I'm new to cyclingl, and I'm trying to get the express program for building my cycling base. I just turned 50, and I'm already in good shape. I run, surf and climb, so I do have great cardio, core and muscle strength. I started out doing 13 mile rides 3x per week and I felt great. I am now (3 weeks later) up to 17-20 miles 3x per week, and I now find myself fatigued for a day or two after my ride. Is this a lack of base? The searches I've done here seem to indicate that recovery time is needed, and I'm looking for advice on how to best get my base/strength up quickly to allow for some longer rides. Oh yeah, the terrain here is all hills.


----------



## Gitit (Sep 5, 2012)

That's a pretty big jump in a short time. How aggressive are your rides...how long does it take you to cover 20 miles? What type of cadence do you keep? When you say fatigued for a day or two, how fatigued?
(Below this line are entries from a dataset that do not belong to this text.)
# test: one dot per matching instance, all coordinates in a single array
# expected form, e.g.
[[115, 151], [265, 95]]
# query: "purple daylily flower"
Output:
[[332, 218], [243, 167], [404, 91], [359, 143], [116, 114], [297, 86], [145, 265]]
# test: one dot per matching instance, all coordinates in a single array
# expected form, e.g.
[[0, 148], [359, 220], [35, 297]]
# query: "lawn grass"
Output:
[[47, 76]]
Building base takes many months. Even though you are active in other things cycling uses very specific muscles and since you're new and doing hilly rides you're bound to feel the effects. Don't be in too big of a hurry to increase what you're doing on the bike and you'll be fine.


----------



## ulu (Sep 19, 2012)

Gitit said:


> Even though you are active in other things cycling uses very specific muscles and since you're new and doing hilly rides you're bound to feel the effects.
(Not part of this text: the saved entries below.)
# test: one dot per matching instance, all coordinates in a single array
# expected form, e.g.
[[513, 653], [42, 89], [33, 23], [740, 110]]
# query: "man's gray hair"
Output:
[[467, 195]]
Man-tell me about it! I bought the bike and hit the road and bothered to do research later-I fugured it wouldn't effect me because of the running. Boy was I wrong. I'm still trying to figure the whole cadence thing out, as I watched a couple youtube videos and tried to find a comfortable cadence and keep with it. Here is my recorded track from yesterday's morning ride:

Total distance: 30.36 km (18.9 mi)
Moving time: 1:26:17
Average moving speed: 21.11 km/h (13.1 mi/h)
Max speed: 49.53 km/h (30.8 mi/h)
Average moving pace: 2.84 min/km (4.6 min/mi)
Fastest pace: 1.21 min/km (1.9 min/mi)
Max elevation: 169 m (555 ft)
Min elevation: -31 m (-102 ft)
Elevation gain: 426 m (1399 ft)
Max grade: 14 %
Min grade: -9 %
Recorded: 09/26/2012 5:53am

I'm sure it is noobish, but I was pooped all day. Also, I was wrong earlier-I am on my 2nd week of cycling.


----------



## Mike T. (Feb 3, 2004)

You're doing way too much too soon Ulu. It matters not how you compare to others or what you expect, it just matters how you compare to you.

Rule-of-thumb - increase no more than 10% per week, whether that be miles per ride, miles per week or time spent. I'd suggest backing off to 45 mins to one hour rides and working up from there.

You're right about recovery - we only adapt to the stress during recovery and to apply the stress again before we're completely recovered means sliding backwards. I'd suggest taking two recovery days between each ride. If you still feel pooped when you ride, go home and take another day. This can't be faked or rushed.

You say it's all hills - learn to spin up the hills in low gears. The strength will come. If you don't have low enough gears to spin up the hills then get lower gears.

After a few months and when you're not feeling fatigued from the riding, progress to one day's rest between rides with at least a two-day rest per week or a three-day.

I've been doing this sport for 50 years and I could train daily at one time but I'm back to 1, 2 and 3 day rests in the week now. More is not always better Ulu, sometimes less is better and *smart* is always better.

Edit - I was just thinking about your situation while out on my ride today - on your hills, don't go into the red zone or you will be severely eroding what little power you have. You must ride the hills well within your capabilities. Your rides should be at "conversation" pace - at the intensity where you can hold a conversation with someone or sing to yourself. Ride at this intensity until you have built a fitness base. You'll know when this time comes. Then start to include some harder efforts. Increase them very gradually. More isn't better.


----------



## ulu (Sep 19, 2012)

Thanks-that sounds like sound advice. I have been riding with only one day off, so that must be what's behind the fatigue.


----------



## Mike T. (Feb 3, 2004)

ulu said:


> Thanks-that sounds like sound advice. I have been riding with only one day off, so that must be what's behind the fatigue.


Absolutely. I feel at my best when I have had 4 days off. I don't ever plan a 4-day rest but when they happen I just fly up the road at the start of my ride. Everything is healed; adaptation has taken place. Riding every 4th day isn't realistic as gains can't be made with so little riding but they sure are good for recovery. A planned one (every 3rd or 4th week?) would not be a bad idea. Due to weather, commitments and other factors I don't have to plan them.


----------